Michigan Court Enforces Written Withdrawal From LLC

      A recent decision from Michigan reviewed and in turn rejected the efforts by a former member of an LLC who, after resigning therefrom, made claims including for reinstatement as a member.  The Michigan Court of Appeals upheld the application of the written resignation documents.  Clark v. Butoku Karate School, LLC, Docket No. 326638, 2016 WL 4419321 (Mich. Ct. App. Aug. 18, 2016).

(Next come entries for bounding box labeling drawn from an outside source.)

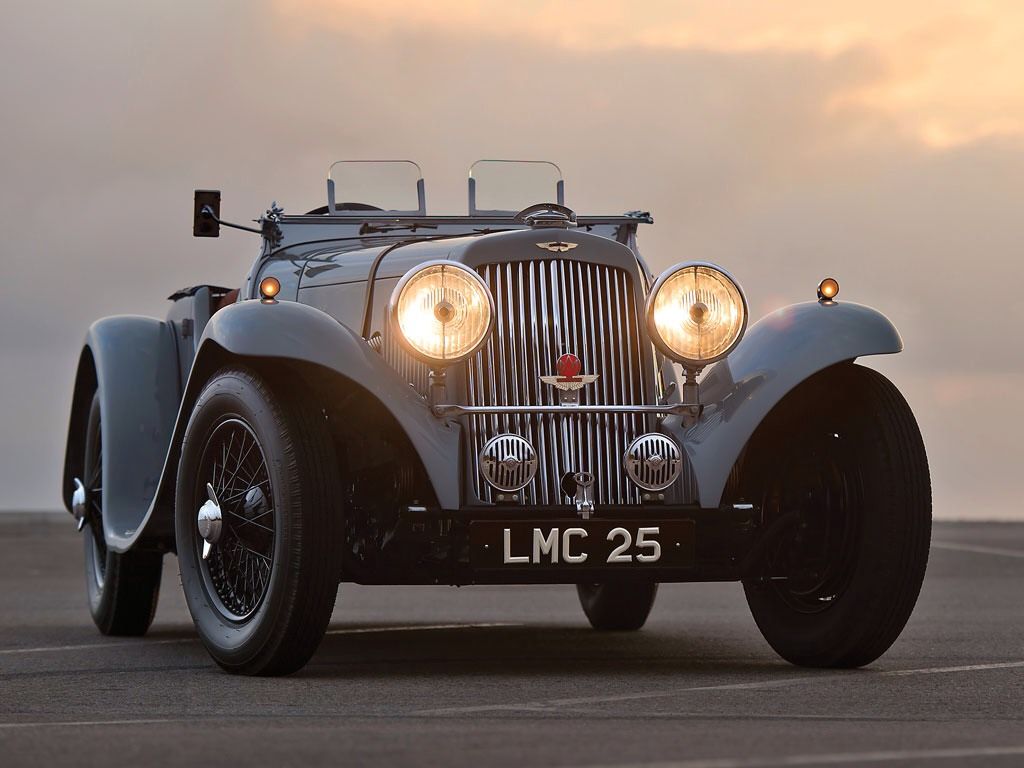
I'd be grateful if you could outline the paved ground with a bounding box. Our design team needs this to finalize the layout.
[0,515,1024,768]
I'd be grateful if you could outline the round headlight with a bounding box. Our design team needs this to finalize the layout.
[647,262,746,368]
[391,261,495,366]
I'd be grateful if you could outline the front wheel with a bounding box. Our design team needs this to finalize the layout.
[175,370,342,675]
[739,364,932,668]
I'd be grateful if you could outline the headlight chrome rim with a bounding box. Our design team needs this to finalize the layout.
[387,259,495,369]
[644,261,750,371]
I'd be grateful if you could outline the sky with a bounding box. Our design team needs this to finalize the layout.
[0,0,1024,520]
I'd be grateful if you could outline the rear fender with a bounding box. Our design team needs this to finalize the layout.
[665,301,903,508]
[129,301,460,545]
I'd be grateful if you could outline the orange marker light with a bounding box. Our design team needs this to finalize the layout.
[818,278,839,301]
[259,278,281,304]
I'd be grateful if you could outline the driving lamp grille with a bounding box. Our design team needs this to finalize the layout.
[480,434,538,492]
[623,432,683,490]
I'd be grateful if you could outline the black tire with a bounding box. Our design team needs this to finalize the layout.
[577,582,657,632]
[175,369,342,675]
[82,392,164,636]
[739,364,932,668]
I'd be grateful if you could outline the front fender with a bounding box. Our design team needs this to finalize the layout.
[130,301,460,552]
[65,315,180,552]
[666,301,903,508]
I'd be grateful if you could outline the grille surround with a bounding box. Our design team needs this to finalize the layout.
[465,258,655,505]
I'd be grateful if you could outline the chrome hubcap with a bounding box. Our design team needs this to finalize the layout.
[196,482,223,560]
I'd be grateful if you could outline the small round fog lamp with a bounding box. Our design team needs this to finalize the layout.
[259,278,281,304]
[818,278,839,301]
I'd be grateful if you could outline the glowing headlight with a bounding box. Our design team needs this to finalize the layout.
[391,261,495,366]
[647,262,746,368]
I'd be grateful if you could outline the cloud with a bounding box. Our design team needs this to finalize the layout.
[0,0,1024,518]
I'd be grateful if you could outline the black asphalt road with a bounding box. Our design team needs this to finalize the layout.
[0,515,1024,768]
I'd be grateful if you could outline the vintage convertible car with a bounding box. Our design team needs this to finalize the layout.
[63,161,931,675]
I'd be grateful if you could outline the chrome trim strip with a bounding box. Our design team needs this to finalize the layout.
[433,402,700,419]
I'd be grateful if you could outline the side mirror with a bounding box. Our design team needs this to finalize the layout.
[193,189,220,238]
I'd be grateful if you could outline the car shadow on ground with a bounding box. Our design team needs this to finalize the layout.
[299,625,794,678]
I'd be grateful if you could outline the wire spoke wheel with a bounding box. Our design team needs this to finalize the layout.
[763,425,863,613]
[84,399,106,590]
[737,364,932,668]
[195,418,276,622]
[174,368,342,675]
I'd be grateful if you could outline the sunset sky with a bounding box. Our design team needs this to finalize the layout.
[0,0,1024,518]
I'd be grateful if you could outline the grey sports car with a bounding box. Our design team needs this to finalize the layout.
[63,161,931,675]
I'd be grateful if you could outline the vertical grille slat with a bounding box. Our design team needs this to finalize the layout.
[466,259,652,505]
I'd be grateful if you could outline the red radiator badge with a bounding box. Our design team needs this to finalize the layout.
[541,354,597,392]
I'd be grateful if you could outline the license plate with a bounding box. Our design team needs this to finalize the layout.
[469,520,694,569]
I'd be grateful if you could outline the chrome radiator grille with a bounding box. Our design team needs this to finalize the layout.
[466,259,654,505]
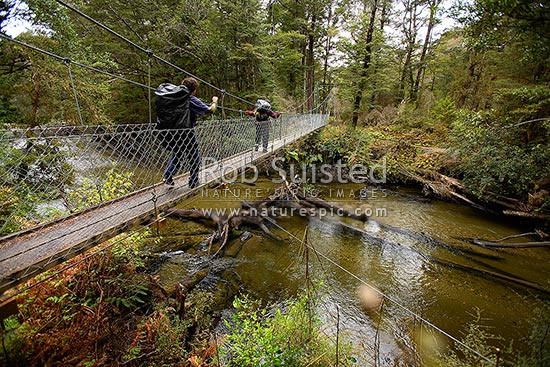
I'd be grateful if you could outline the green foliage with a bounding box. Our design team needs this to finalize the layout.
[105,274,148,310]
[67,163,133,211]
[451,111,550,204]
[430,96,458,128]
[220,295,351,367]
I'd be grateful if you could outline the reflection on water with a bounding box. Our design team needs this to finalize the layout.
[152,181,550,365]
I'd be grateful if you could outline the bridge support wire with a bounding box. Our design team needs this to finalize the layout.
[0,115,327,292]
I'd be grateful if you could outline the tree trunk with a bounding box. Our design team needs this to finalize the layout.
[351,0,378,129]
[412,0,441,102]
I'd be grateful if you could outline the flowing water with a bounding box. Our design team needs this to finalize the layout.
[150,179,550,365]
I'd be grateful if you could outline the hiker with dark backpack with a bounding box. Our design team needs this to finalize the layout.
[155,77,218,188]
[245,99,281,152]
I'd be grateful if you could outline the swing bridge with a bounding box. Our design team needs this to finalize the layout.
[0,1,329,300]
[0,0,508,366]
[0,114,327,298]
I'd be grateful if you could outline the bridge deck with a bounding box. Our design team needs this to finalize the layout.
[0,132,310,293]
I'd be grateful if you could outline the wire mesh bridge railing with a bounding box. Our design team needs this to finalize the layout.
[0,114,327,292]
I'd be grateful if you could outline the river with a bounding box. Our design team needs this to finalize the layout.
[152,179,550,366]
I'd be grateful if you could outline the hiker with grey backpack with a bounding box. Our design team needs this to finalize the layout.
[245,99,281,152]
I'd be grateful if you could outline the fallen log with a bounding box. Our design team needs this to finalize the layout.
[470,239,550,248]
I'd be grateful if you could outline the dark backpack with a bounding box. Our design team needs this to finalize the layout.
[155,83,192,130]
[255,109,271,122]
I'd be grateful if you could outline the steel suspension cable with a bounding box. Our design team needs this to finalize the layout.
[55,0,254,105]
[273,218,496,365]
[64,57,84,125]
[0,33,149,88]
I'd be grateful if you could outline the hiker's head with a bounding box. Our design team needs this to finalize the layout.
[181,77,199,94]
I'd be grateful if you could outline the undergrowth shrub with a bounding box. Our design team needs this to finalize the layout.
[220,295,354,367]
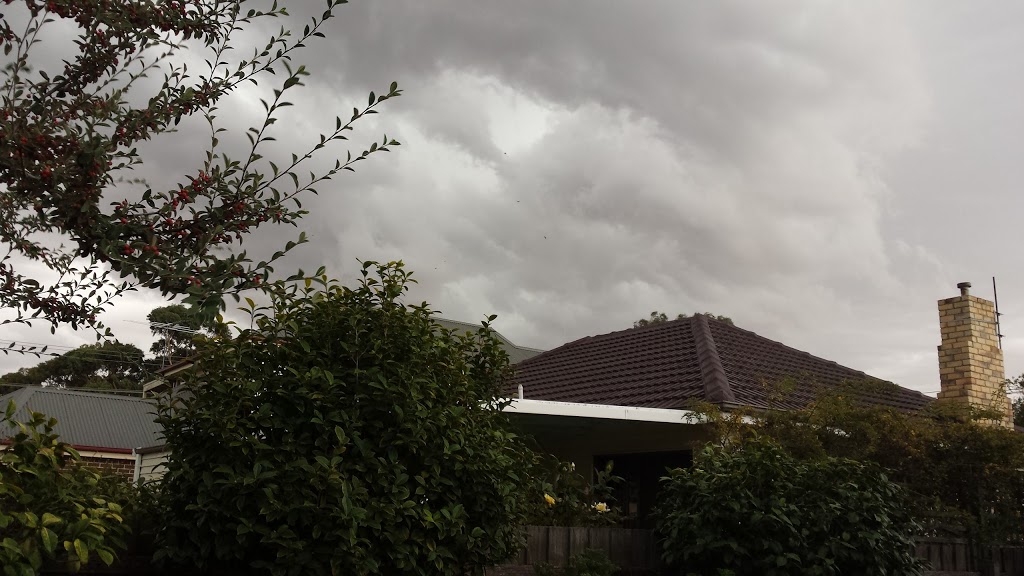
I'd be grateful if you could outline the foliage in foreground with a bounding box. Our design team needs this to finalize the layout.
[0,402,130,576]
[707,382,1024,545]
[526,455,623,526]
[160,262,532,575]
[0,0,400,330]
[657,439,921,576]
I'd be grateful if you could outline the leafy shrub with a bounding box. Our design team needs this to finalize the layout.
[0,401,130,576]
[657,439,921,576]
[698,382,1024,545]
[160,262,532,575]
[527,455,623,526]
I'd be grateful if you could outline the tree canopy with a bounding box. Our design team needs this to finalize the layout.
[0,0,400,333]
[0,341,148,392]
[145,304,228,362]
[633,311,732,328]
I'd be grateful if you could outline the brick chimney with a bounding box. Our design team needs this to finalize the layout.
[939,282,1013,425]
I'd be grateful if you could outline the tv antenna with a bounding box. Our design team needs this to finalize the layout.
[992,276,1002,349]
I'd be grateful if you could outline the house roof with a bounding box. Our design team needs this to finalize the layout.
[433,318,544,364]
[0,386,163,453]
[514,315,932,410]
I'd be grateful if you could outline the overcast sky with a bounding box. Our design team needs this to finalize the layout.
[0,0,1024,393]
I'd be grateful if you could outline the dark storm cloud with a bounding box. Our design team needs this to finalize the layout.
[9,0,1024,390]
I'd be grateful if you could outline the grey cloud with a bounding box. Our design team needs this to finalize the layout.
[9,0,1024,390]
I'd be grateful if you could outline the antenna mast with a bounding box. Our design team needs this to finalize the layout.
[992,276,1002,349]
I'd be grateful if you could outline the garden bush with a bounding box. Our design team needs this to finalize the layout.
[0,401,131,576]
[526,455,623,526]
[159,262,534,576]
[657,438,921,576]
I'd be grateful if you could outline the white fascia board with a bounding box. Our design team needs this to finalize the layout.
[504,398,697,424]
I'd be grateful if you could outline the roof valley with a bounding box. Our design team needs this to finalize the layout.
[690,314,736,403]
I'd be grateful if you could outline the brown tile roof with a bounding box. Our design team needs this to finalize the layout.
[514,315,932,410]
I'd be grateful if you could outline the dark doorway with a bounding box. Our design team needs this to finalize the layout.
[594,450,693,528]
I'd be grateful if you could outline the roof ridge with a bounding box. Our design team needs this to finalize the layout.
[700,315,931,398]
[4,386,153,404]
[690,314,736,403]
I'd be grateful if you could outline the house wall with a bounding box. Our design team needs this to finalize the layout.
[521,418,707,465]
[82,453,135,482]
[138,452,167,482]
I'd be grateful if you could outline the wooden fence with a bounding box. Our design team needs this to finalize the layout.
[493,526,662,576]
[32,526,1024,576]
[918,538,1024,576]
[492,526,1024,576]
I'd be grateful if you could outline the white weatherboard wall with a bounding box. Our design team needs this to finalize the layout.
[138,452,167,482]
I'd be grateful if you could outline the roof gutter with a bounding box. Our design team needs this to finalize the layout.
[503,398,696,424]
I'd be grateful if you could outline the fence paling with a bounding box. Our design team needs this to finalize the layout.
[509,526,1024,576]
[510,526,660,569]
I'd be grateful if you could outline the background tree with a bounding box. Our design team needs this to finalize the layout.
[159,262,534,576]
[145,304,228,362]
[0,341,148,393]
[633,311,732,328]
[0,0,399,330]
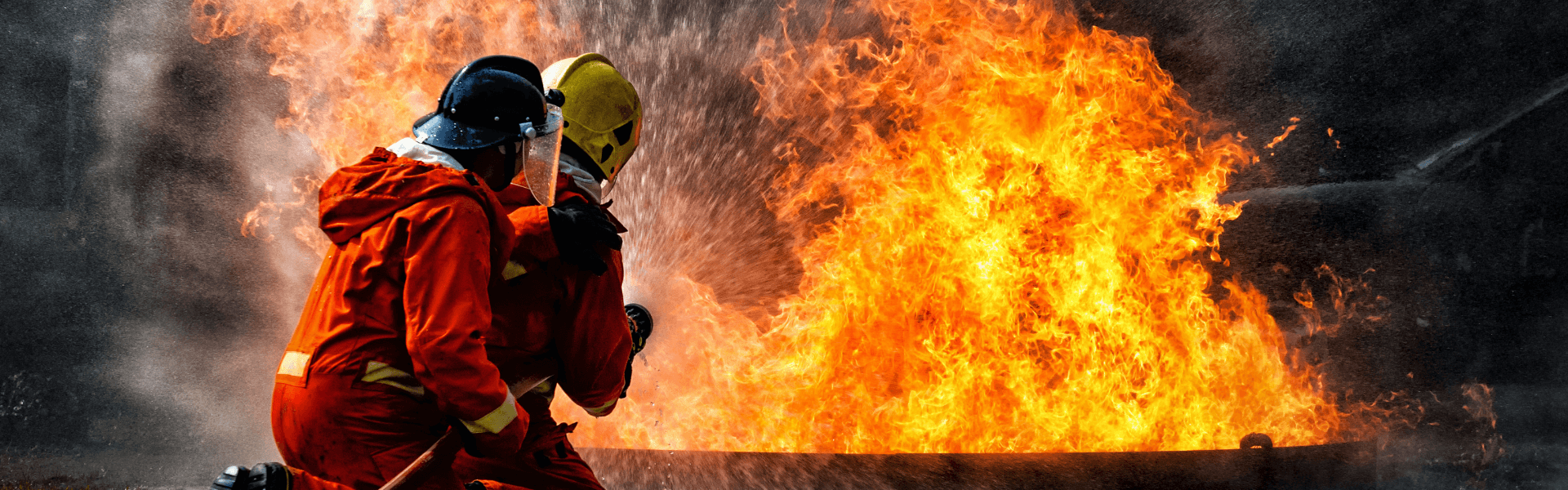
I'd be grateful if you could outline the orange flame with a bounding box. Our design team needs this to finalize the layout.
[580,0,1345,452]
[191,0,1373,452]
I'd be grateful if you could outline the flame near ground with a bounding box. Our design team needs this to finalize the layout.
[191,0,1386,452]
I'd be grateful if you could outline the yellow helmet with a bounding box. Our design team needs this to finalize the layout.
[542,53,643,184]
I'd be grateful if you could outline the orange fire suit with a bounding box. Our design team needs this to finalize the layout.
[453,176,632,490]
[273,148,528,490]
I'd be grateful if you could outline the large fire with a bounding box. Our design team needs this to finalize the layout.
[191,0,1373,452]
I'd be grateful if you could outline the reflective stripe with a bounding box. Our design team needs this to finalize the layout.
[462,391,518,434]
[583,400,617,416]
[359,361,425,396]
[278,350,310,377]
[500,261,528,281]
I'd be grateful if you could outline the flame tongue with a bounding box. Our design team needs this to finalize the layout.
[580,0,1341,452]
[191,0,1345,452]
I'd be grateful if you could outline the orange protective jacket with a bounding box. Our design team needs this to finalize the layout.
[273,148,527,488]
[486,180,632,422]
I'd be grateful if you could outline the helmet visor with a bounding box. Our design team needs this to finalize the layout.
[513,105,563,206]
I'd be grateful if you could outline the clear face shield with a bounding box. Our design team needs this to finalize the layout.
[511,105,563,206]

      Joby Clark and John Wasilina were the two equal members of Butoku Karate School, LLC, a Michigan limited liability company.  The company was formed in 2002 to operate a karate studio.  In June, 2010 and thereafter, Wasilina learned of a rumor that Clark was engaged in a sexual relationship with an underage student of the LLC.  While Clark denied the rumors, he and Clark did agree that “even if meritless, [the rumors] would likely destroy the school because most of the students were children and parents were likely to withdraw their children.”  In light thereof, Wasilina caused there to be drafted agreements providing, inter alia, that Clark was withdrawing from the LLC and had no further claim on its assets. Those agreements were signed and delivered by Clark.  In connection therewith, Clark and Wasilina withdrew nearly all of the company’s operating funds and evenly split them.  Ultimately Wasilina would be twice charged with criminal conduct involving the underage student.  Both trials ended in a mistrial.  Clark thereafter entered a plea of no contest to a lesser charge.
      At some point thereafter, Clark initiated this suit against the LLC and Wasilina, alleging all of fraud, a failure to distribute and conversion of personal property.  With respect to the allegation of fraud, Clark:
[A]lleged that defendants had defrauded plaintiff because Wasilina had induced plaintiff to sign the documents by misleading plaintiff into believing he would later be reinstated in the company, and also by promising to pay plaintiff for his membership interest.
The trial court granted summary judgment to the defendants, and this appeal followed
     With respect to the failure to distribute, the Court of Appeals first considered whether the operating agreement served to override the statutory default rule that would otherwise provide for the distribution to withdrawn member of the fair value of their membership interest.  MCL § 450.4305.  The court found that the written operating agreement did address the question of rights to a distribution upon withdrawal, and therefor controlled over the LLC Act. Further, the agreements signed by Clark and Wasilina in connection with Clark’s withdrawal from the company provided in part:
The Company accepts immediate withdrawal and resignation of Member Joby Clark from any and all aspects [of] the company … Joby Clark’s interest in the company is extinguished in its entirety without a substitute or financial compensation. ….  nor does the Company owe any monies, duties, rights, responsibilities, privileges, accountings, or any other items or tangible means of remuneration in any way to the resigning Member, Joby Clark. (Bracketed language and italics added by the court).
      With respect to the effect of this release, the court found that it constituted an amendment to the operating agreement.  As such, Clark had no claim against the LLC for a liquidating distribution.
      With respect to the allegation of fraud, and again reviewing the language of the release agreement indicating that Clark had no further claim against the LLC, the court stated that “It is difficult to imagine language more definite in ending a business relationship.”  Applying as well general contract rules as to the effect of an agreement, the court observed:
Rather, plaintiff admits that he understood the actions that the documents authorize, but chose to believe that the opposite result would occur.  If, as plaintiff suggests, an oral statement was made contrary to the explicit language of the documents that he signed, plaintiff’s reliance was not reasonable.
     With respect to the claim of conversion, its dismissal was upheld on the grounds that the plaintiff had not indicated what actions the defendants had taken to deprive the plaintiff of his property.  In addition, the consent to withdraw provided that he had already removed all of his personal property from the company’s location, and anything that was left behind was to become company property. As the company now had a right to possession to the property left behind, there could be no claim for conversion.